ななみこの双極性障害ブログ

双極性障害の啓蒙活動をします

双極性障害の原因

双極性障害は客観的な診断方法がなく、現時点では躁状態が表れるまでは、うつ病と診断するほか手立てはありません。そのため、原因に基づく画期的な新薬が作られていないのが実情です。今回は、双極性障害の原因について考えてみたいと思います。

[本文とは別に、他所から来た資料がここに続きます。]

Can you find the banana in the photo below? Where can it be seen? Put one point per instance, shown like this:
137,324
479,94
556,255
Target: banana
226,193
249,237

 かつては双極性障害は「心の病気」とされることが一般的でした。しかし、最近の研究により、双極性障害は「脳の病気」であることが明らかになっています。脳と心の関係は、時計と時間の関係に例えられます。時計が時間を刻むように、心は脳が生み出すものであり、心は脳の働きの結果と言えます。壊れるのは時計であり、時間自体ではありません。同様に、病気になるのは脳であり、「心」そのものが病気になるのではないのです。脳の病気の症状が、怒りっぽくなったり暴言を吐くなど、「心」の側に現れるのです。
 多くの研究が双極性障害を「脳の疾患」と関連付ける根拠を示しています。頭部MRIの研究によれば、双極性障害の患者の脳には、うつ病患者と比較して感情の調節を行う前部帯状回や背外側前頭前皮質が小さくなっていることが示されています。動物実験では、双極性障害において脳の視床室傍核にミトコンドリアの機能障害が見られることが確認されています。また、遺伝子解析からは、特定の遺伝子、例えば細胞膜のカルシウムチャネルに関わるLINE-1や、不飽和脂肪酸を生成する酵素であるFADS1/2が双極性障害に関与していることが明らかになっています。

 双極性障害の発症メカニズムを解明することができれば、客観的な診断法や副作用の少ない治療薬の開発などへの道が開けると考えられます。今後に期待したいですよね。